Another issue is body movement.  Pelz says in his book that if you move your hips, and use that to give your putts power, you cannot help but turn the putter face unless you counterbalance that with wrist movement.  However, if you put with a perfectly still body, you can do a SBST stroke.  In other words, it is natural (because you do it in alot of your other shots) to have a very small pivot in your putting stroke.  You cannot put SBST doing that.  A good way to feel this is to putt knock-kneed (both your knees pressed together).  This makes it impossible to rotate your lower body, and makes putting feel really wierd if you arn't used to doing it.  However, if you do this, a SBST stroke is much easier than if you have even the slightest lower body rotation in the stroke (because your wrists must compensate for the turn and natural opening of the clubface).  A SBST storke with a lower body pivot is a disaster.
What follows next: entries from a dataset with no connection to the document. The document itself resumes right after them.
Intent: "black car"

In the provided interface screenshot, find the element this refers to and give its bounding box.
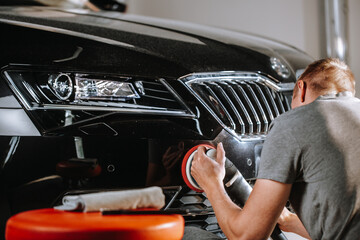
[0,6,313,240]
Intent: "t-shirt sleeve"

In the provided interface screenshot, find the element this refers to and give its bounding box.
[257,120,302,183]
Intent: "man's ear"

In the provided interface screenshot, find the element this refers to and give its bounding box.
[297,80,307,103]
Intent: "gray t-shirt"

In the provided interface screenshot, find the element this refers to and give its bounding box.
[258,92,360,240]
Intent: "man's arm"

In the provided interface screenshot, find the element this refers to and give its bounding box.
[191,144,292,240]
[278,208,311,239]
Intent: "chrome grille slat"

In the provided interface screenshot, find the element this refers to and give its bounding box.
[221,82,254,134]
[231,83,261,134]
[183,72,291,138]
[240,82,269,133]
[208,83,245,134]
[259,84,280,118]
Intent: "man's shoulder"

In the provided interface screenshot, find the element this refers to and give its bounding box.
[273,104,314,127]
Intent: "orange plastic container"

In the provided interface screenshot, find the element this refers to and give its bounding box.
[5,208,184,240]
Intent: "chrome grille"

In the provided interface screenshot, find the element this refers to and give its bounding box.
[183,74,294,136]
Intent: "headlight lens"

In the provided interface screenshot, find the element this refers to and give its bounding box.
[75,75,140,101]
[4,70,193,116]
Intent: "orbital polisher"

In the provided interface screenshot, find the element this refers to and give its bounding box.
[181,144,287,240]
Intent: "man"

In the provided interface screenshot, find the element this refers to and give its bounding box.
[191,58,360,240]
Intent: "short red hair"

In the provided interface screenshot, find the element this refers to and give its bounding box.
[294,58,355,95]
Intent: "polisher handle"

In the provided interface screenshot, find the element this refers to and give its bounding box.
[206,149,287,240]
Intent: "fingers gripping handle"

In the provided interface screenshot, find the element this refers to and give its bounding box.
[206,149,252,207]
[206,149,287,240]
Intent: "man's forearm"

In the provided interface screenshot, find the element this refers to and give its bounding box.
[278,208,311,239]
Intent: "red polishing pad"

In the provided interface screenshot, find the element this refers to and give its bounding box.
[181,144,215,192]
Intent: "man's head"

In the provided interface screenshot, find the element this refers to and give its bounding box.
[291,58,355,108]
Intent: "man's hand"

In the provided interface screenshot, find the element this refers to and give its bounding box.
[191,143,225,192]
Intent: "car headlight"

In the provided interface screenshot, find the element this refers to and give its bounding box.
[4,70,192,116]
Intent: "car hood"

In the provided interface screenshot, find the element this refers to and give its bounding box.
[0,7,310,82]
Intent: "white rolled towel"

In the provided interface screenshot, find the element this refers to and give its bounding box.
[55,187,165,212]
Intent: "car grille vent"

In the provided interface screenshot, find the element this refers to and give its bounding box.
[190,78,291,136]
[138,81,183,109]
[164,187,226,238]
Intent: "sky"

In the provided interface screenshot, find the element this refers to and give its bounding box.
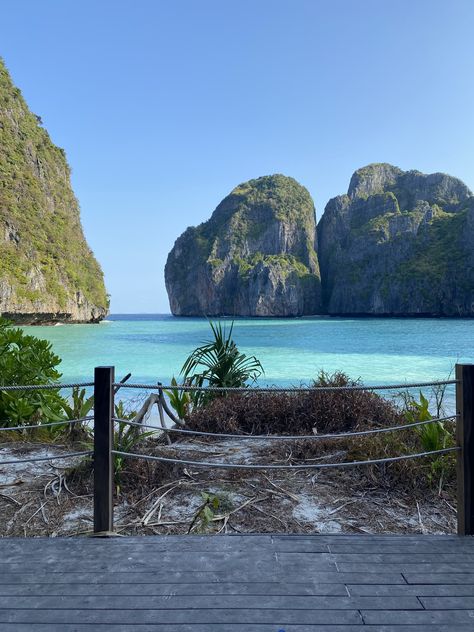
[0,0,474,313]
Finally, I don't think you can post one video to show that a certain player putts one way or the other.  The other day, i had a tricky lie, decelerated my 7 iron, and hit a horrible shot with a reverse pivot.  I dont hit all my shots with a reverse pivot, but I hit that one with a reverse pivot.  There is a video of an LPGA pro (Annika Sorenstam?) hitting a 3 wood with her weight on the right side and dumping the shot into a lake about 150 yards in front of her, and Arnold Palmer hit a driver off the deck totally fat in a match with Gary Player.  These are on youtube, but we would never say the Sorenstam hits with a reverse pivot, or that Arnold Palmer hits his driver off the deck fat.  You can find a youtube video of a bad single shot and it doesn't mean its the way the player hits the shot.  In fact, Pelz accounts for this in the first few chapters of his book, theorizing that you need to look at not 10 or 100 putts for a tendancy, but more like 800-1000.  So, without much, much more I don't think we can conclude Stricker "doesn't" putt SBST

EDIT: READ POST ABOVE AFTER POSTING (IT WENT UP WHILE I WAS WRITING).  THE POINT ISN'T JUST ABOUT STRICKER, THOUGH.  ITS HARD TO ANALYZE A PUTTING STROKE WITHOUT A TON OF DATA.
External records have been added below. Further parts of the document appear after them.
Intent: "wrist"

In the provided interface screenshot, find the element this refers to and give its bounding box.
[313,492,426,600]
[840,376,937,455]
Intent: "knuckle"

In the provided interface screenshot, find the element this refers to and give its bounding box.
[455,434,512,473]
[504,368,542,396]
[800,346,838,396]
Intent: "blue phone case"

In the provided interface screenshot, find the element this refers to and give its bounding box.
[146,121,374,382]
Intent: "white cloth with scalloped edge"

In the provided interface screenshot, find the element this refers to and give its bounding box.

I guess my issue is that you are right, nobody putts SBST - I don't, but I come close.  You are correct that a player shouldn't try to putt SBST unless they are willing to do drills to make sure they , in fact, putting SBST and to quiet their lower body to take wrists out.  However, if a player commits to the Pelz method, he can really start to see his putts become very close to SBST and it can produce great results.  I don't think its fair to say "nobody putts SBST" - thats like saying "nobody" has a square clubface at impact (even on trackman, my pro the other day his a very straight shot with his clubface .2 degrees open - that isn't squre).  I think the poll should be :

As close as possible to SBST (Pelz)

Not attempting SBST, doing in-square-in, and working that way (Utley)

Again, not to dispute someone who knows alot more about golf than me, but Pelz has helped me alot, and I put that way (knock-kneed SBST).

-John

PS. I found the Pelz method via a book about putting that has you take a four page perosnality test and then "proscribes" a putting method for you.  I was analytical, and got recommended Pelz, but they had others - Emotional (Dave Stockton), Extrovert (Utley).  It was interesting.  Wonder if that would work for anyone else.
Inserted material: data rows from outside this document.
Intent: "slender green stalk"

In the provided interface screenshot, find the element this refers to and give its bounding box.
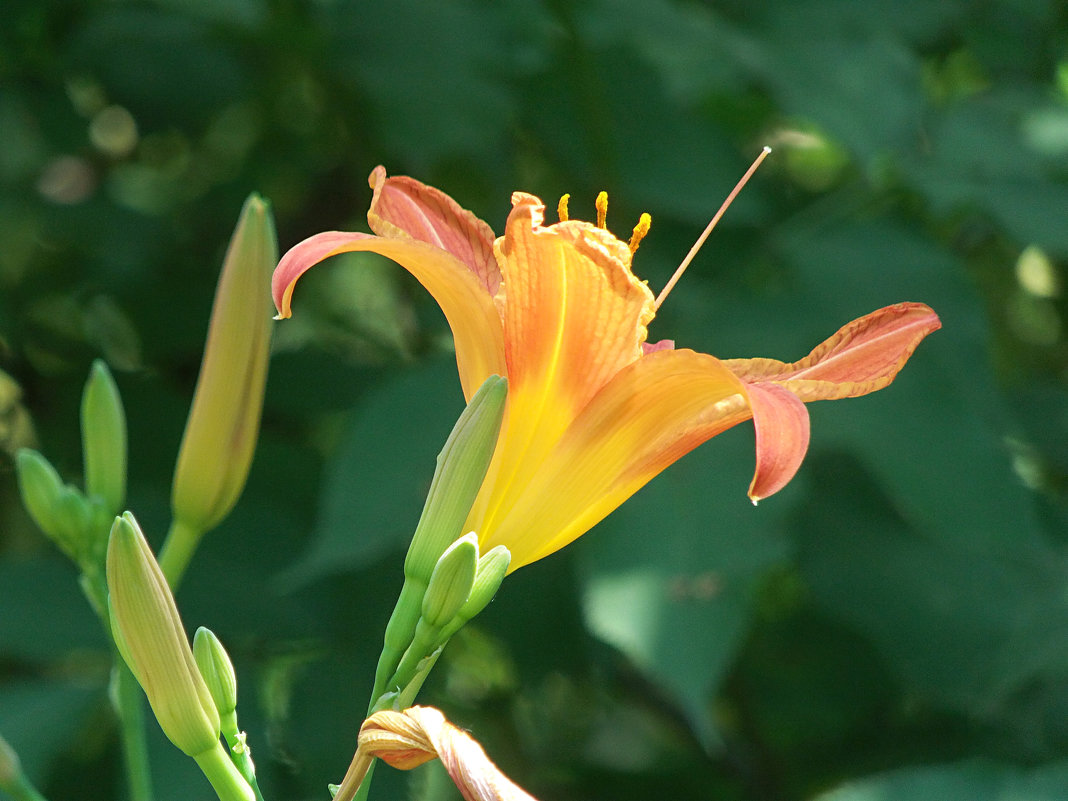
[111,654,153,801]
[193,741,256,801]
[158,518,204,592]
[3,773,48,801]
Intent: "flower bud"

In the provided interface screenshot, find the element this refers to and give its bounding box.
[422,532,478,628]
[168,194,278,540]
[15,447,94,563]
[15,447,74,553]
[0,737,22,791]
[405,376,508,584]
[107,512,219,756]
[457,545,512,623]
[193,626,237,718]
[81,359,126,515]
PPS.  I haven't updated my sig yet, but I got an Edel about a month ago, and it is awesome.  Anyone serious about putting, this is as close to buying game as you'll get.  I love my fitted putter.

Another edit: Maybe the hardest thing in putting is aiming the clubface.  In-square-in lets you kinda aim with your subconcious, whereas SBST requires very good aiming with the putterface.  Pelz's lazraimer is invaluable for this (have one in my basement), but this is where the Edel really shines.  The thing lines up right for me.  Most players are awful at aligning their putterface, and I think in-square-in allows them more of a subconcious feel for aim.  Again, though, if you take the time to do the aiming drills, I think SBST produces better results.